First, I looked at the point of view. Lincoln used the first person plural in the speech. This was probably the most effective way to get the audience to feel a part of the speech and a part of the actions which predated the speech. Lincoln put the bystanders in the speech because they were part of the speech. The Civil War was their war; those lost soldiers were their lost brothers, husbands, friends, and sons. The dedication was not about Lincoln, but about the collective we and what was lost and gained on that land.
Secondly, I looked at the words on the page. For the most part, Lincoln has long complex sentences. However, when Lincoln begins talking about the “we” the sentence is split with a comma between each phrase as in this sentence, “But in a larger sense, we cannot dedicate, we cannot consecrate, we cannot hallow this ground”. In addition to the commas, Lincoln used six syllables in the first, “we cannot” and seven in the last. Its effect was three quick claps and three bass drum claps at the end.

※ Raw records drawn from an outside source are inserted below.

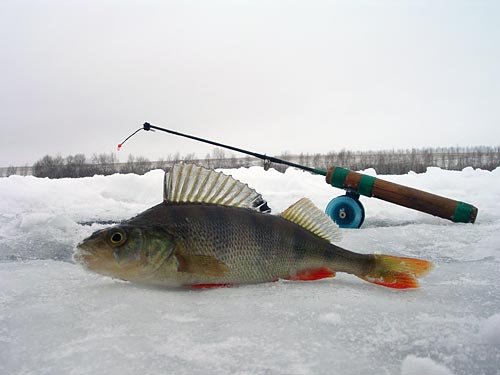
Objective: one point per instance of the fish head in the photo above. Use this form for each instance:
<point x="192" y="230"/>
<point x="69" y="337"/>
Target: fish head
<point x="125" y="251"/>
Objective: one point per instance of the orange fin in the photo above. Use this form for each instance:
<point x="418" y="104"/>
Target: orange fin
<point x="312" y="274"/>
<point x="210" y="286"/>
<point x="397" y="272"/>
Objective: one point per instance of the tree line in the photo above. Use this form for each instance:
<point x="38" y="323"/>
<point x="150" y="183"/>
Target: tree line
<point x="384" y="162"/>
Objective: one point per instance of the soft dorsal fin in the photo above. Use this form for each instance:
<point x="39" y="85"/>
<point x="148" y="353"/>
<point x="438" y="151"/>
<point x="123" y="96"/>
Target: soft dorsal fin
<point x="310" y="217"/>
<point x="189" y="183"/>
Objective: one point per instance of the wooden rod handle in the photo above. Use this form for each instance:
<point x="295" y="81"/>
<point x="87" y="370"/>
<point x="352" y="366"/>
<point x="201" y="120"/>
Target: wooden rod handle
<point x="456" y="211"/>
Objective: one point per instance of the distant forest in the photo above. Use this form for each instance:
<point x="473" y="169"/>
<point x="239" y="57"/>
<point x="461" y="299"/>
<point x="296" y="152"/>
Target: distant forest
<point x="384" y="162"/>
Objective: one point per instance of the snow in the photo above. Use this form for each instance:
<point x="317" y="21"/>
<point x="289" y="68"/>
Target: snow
<point x="56" y="318"/>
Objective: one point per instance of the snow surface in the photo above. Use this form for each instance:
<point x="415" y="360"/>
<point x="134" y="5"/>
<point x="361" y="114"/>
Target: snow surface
<point x="56" y="318"/>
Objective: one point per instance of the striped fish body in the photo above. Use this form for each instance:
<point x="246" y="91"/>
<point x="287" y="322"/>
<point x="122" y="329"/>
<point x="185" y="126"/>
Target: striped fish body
<point x="253" y="247"/>
<point x="213" y="230"/>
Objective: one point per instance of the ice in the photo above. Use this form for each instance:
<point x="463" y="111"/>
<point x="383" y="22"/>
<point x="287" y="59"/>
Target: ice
<point x="56" y="318"/>
<point x="418" y="366"/>
<point x="490" y="330"/>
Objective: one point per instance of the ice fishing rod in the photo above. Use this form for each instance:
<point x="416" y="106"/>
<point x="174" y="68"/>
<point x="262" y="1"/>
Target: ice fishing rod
<point x="350" y="211"/>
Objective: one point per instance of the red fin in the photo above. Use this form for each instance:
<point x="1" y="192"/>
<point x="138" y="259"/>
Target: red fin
<point x="398" y="272"/>
<point x="210" y="286"/>
<point x="312" y="274"/>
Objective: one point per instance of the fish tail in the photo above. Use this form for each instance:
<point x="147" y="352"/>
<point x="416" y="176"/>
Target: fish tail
<point x="397" y="272"/>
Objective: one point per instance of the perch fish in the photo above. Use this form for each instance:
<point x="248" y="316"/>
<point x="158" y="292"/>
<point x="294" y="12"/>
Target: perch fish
<point x="212" y="230"/>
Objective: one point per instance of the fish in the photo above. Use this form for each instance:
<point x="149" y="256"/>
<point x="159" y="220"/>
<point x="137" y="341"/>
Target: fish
<point x="212" y="230"/>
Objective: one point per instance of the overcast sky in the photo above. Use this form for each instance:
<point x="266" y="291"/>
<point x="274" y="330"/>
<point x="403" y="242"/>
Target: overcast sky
<point x="269" y="76"/>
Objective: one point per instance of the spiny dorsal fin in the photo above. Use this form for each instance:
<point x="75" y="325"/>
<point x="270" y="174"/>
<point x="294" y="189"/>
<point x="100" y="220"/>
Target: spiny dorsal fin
<point x="310" y="217"/>
<point x="189" y="183"/>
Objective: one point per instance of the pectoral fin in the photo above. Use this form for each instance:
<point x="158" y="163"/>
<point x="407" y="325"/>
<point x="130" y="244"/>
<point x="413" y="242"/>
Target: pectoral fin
<point x="201" y="265"/>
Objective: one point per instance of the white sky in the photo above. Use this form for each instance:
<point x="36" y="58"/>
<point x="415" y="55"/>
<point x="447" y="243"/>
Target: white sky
<point x="269" y="76"/>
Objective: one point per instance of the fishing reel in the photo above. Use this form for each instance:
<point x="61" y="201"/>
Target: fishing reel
<point x="346" y="211"/>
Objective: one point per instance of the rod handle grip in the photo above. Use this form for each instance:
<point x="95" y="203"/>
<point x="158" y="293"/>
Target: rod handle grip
<point x="446" y="208"/>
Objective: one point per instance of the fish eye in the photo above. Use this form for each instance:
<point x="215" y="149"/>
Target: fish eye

Lincoln used words which mirrored the war itself. For instance, Lincoln used words like, “struggle” and “devotion” which reflect what the people have been feeling about the war which was supposed to end quickly but three years later still raged on. Lincoln used the word, “dedicate” and “consecrate” at least twice. In a speech so small, it made the listener really understand the purpose of the dedication of the land.
Lastly, I looked at the things which bridged the things the audience was familiar with to the new insight. Lincoln started the speech using words from the Declaration of Independence and ended the speech with more words taken from the Declaration of Independence. It made sense Lincoln would take a document, a contract really, the forefathers made with the people of the time because Lincoln was also making a contract with his congregation. Lincoln was reminding the people what this country stood for and although this was a war and they were standing on the ground where months before many, many men lost their lives, there was hope these men didn’t die for a lost cause. These men were fighting for freedom just like the men in the American Revolution.
The speech was a small punch in the gut, reminding all who read and reads it, things may be horrific, but there is something larger we are fighting for.